Sister Milligan was the former General Superior of the Religious of the Sacred Heart of Mary (1980-85) and the former Provincial Superior of the Western American Province. A member of the archdiocesan Theological Commission, she was part of the Synod Writing Commission that produced documents of the 2003 archdiocesan Synod.

 “Sister Mary Milligan brought so many gifts to the life of our Local Church,” said Cardinal Roger Mahony, who will preside at the April 9 funeral Mass. “She served in various capacities at St. John’s Seminary. As a member of the Board and professor of Sacred Scripture, her wisdom and guidance were a great support to me personally. And she was an active member of our Archdiocesan Synod, playing a vital role in the formulation of our Synod Documents as a member of the Synod Writing Commission.”

Mary Milligan was born Jan. 23, 1935 in Los Angeles, attended St. Charles Borromeo School in North Hollywood and Corvallis High School in Studio City. She completed her first year of college at Mount St. Mary’s College before entering the Religious of the Sacred Heart of Mary in Tarrytown, N.Y., and completed her novitiate at the motherhouse in Beziers, France.

A scholar, lecturer and teacher, Sister Milligan held multiple degrees including a BA in French from Marymount College, Tarrytown; an MA in Sacred Scripture from St. Mary’s College, Notre Dame, Indiana; a PhD in English from the L’Université de Paris; and an STD from the Pontifical Gregorian University, Institute of Spirituality, Rome.
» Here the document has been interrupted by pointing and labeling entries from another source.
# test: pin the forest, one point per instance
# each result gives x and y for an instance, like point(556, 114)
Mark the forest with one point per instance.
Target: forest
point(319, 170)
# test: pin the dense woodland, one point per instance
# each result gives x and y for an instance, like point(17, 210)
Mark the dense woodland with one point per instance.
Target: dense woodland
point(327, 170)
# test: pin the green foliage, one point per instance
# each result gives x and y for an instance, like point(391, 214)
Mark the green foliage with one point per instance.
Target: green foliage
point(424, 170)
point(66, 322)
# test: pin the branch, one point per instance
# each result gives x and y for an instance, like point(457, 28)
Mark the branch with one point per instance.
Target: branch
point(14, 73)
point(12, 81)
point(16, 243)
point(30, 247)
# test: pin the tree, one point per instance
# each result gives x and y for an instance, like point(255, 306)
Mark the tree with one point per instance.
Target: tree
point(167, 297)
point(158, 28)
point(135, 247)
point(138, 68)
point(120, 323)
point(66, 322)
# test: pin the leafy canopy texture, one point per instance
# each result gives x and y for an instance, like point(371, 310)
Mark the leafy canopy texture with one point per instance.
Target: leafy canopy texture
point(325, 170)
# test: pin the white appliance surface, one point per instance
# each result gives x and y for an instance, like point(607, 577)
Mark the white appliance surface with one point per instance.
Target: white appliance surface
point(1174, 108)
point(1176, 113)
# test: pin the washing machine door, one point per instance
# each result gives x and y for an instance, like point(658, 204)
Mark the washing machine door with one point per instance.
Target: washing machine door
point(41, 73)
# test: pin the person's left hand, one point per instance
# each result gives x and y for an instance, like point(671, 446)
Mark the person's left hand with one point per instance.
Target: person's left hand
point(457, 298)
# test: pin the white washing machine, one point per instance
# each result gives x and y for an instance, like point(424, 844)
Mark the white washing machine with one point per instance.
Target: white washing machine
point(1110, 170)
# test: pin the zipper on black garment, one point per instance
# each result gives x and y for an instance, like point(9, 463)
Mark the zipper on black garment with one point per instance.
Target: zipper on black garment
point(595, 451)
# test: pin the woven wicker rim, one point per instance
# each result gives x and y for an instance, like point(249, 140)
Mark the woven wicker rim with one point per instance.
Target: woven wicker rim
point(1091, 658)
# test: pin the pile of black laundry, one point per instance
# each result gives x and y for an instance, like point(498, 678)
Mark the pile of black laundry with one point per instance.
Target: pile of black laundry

She taught in Neuilly, France, and at Marymount College in Rancho Palos Verdes, teaching French, Theology and Sacred Scripture. She served as general councillor to Sister Marguerite Marie Goncalves before she was elected general superior in 1980.

Before becoming general superior, Sister Milligan coordinated the Institute-wide process of revising the constitutions of the Religious of the Sacred Heart of Mary. After her election, she visited the provinces to give retreats on the new constitutions which were approved by the Holy See in 1983.

While General Superior, Sister Milligan wrote in 1982 of the Blessed Mother’s example for all as a child of God.

“It was in her heart,” she wrote, “that Mary discovered her own identity. She was at one and the same time daughter of the Father and daughter of her own people. From the rich symbol of the heart of Mary which has been given to us as an Institute, let us learn interiority, let us learn poverty and gentleness of heart."   

At Loyola Marymount University, Sister Milligan taught Hebrew Scripture and the New Testament. She served for three years as provost at LMU and five years as dean of its College of Liberal Arts.

She also held positions on various international and national commissions and committees on Religious Life and wrote for journals on Spirituality and Religious Life. Prior to being diagnosed with Parkinson’s Disease in 2006, she was professor of Theology at St. John’s Seminary, Camarillo.

The co-chairs of the archdiocesan Theological Commission, Jesuit Father Thomas Rausch and Dr. Michael Downey, expressed their admiration for Sister Milligan’s gifts and contributions, and for her personal qualities. Father Rausch, the T. Marie Chilton Professor of Catholic Theology at LMU, recalled first meeting her while she was serving as General Superior of the RSHM community.

“On a pastoral visit to our campus, she impressed me enormously with her graciousness and the light that shown in her eyes,” he said. “I got to know her later as she returned to the life of the LMU community, as provost, professor and dean. Like so many of her sisters, she was devoted to the life of the church and served it well, so esteemed in Rome that she was named assistant to the 1987 International Synod of Bishops on the Laity.”

Downey, Theology professor at St. John’s whose friendship with Sister Milligan spanned nearly 30 years, called her “a woman of great learning and deep prayer, an apostolic woman religious whose heart was aflame with quiet zeal. She was imbued with the spirit of her religious congregation whose motto is Ut vitam habeant, ‘That they may have life’ (John 10:10).”

Sister Milligan, he added, was influenced “in no small measure by Ignatius Loyola, always seeking to find God in all things, doing all she did for the greater glory of God. She was a true contemplative in action, steeped in the Word of God and in the life of the Universal Church.”

Part of her suffering in her last year, said Father Rausch, “was knowing that her sharpness was fading as her illness progressed, but she accepted this with the grace that so characterized her life. I will miss this good woman greatly.”

Due to illness, Sister Milligan retired in 2006 and in 2009 she went to Regina Residence in Orange. “She will be remembered by her RSHM Sisters, throughout the world, her family, friends and colleagues as a gentle, kind, engaging woman with a keen intellect and profound spirituality,” said a statement from her community.

She is survived by her sisters Patricia Marlowe and Geraldine Gesto (Joseph), her brother Mike (Jill), four nieces and three nephews.

A Vigil Service will be held April 8, 7 p.m. at Sacred Heart Chapel. Donations may be made to the Mary Milligan, RSHM Endowed Lecture Series c/o Alma Vorst, 1 LMU Drive, University Hall Suite 2800, Los Angeles, CA 90045.